Alimentazione: quale la migliore per lo sport?

“Se mangi bene, puoi vincere. Se mangi male, perdi sicuramente”. Parola di Antonio Spataro, Direttore dell’Istituto di Scienze dello Sport del CONI di Roma. Il binomio sport e alimentazione è cambiato moltissimo nel tempo, soprattutto grazie ai passi da gigante della ricerca in questo settore. “Rispetto al passato si è persa l’attenzione nei confronti delle calorie da assumere. Si preferisce piuttosto considerare il timing, cioè la scansione degli alimenti da somministrare prima, durante e dopo l’allenamento” racconta Spataro, che continua con un esempio “un canottiere dell’Ottocento mangiava grandi quantità di carne, uova e burro nei tre pasti giornalieri. Adesso la dieta non deve essere così monotona e deve alternare tutti gli alimenti nel corso della settimana. Non esiste più l’idea che bisogna mangiare tanto. Bisogna mangiare poco e spesso”.

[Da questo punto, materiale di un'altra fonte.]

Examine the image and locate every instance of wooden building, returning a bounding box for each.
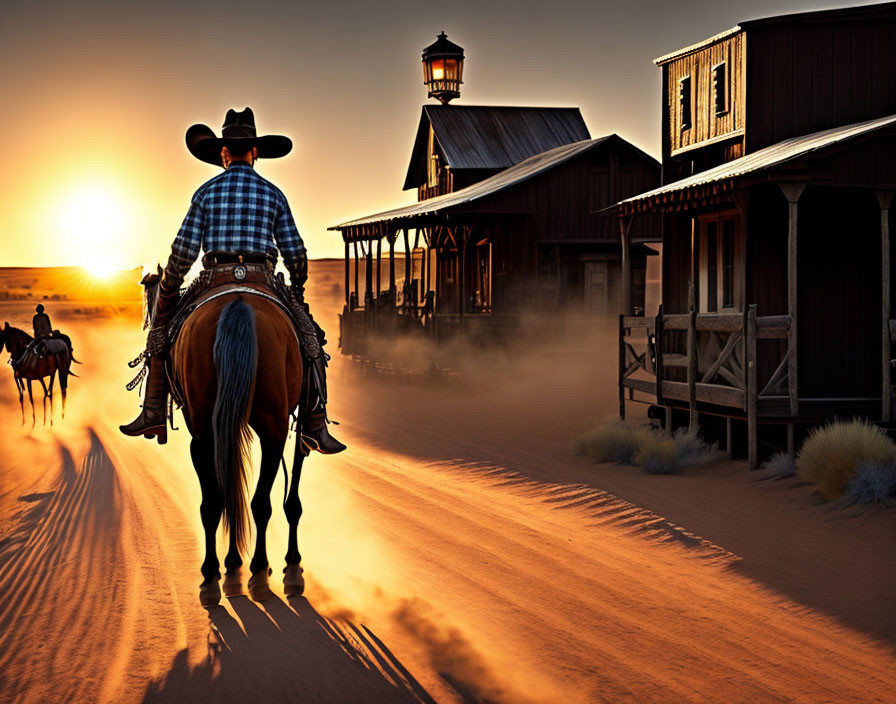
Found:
[330,36,660,353]
[612,3,896,466]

Non c’è una regola fissa che valga per tutti gli sport, perché alcuni sono più energivori di altri. Il nuoto, lo sci di fondo, il ciclismo e il canottaggio, per esempio, richiedono molta più energia della ginnastica artistica, dei tuffi o del pattinaggio. “Il comune denominatore tra tutti gli sport potrebbe essere l’importanza dello spuntino prima e dopo l’allenamento” sostiene Antonio Spataro, che specifica “prima di un allenamento sarebbe importante introdurre zuccheri semplici o complessi e grassi buoni e lo si potrebbe fare mangiando delle fette biscottate con miele o con marmellata e qualche noce e mandorla. Questo riduce l’assorbimento degli zuccheri e mantiene una costante energia durante tutto l’allenamento. Dopo l’allenamento, invece, lo spuntino potrebbe essere uno yogurt greco con frutta secca e cereali”.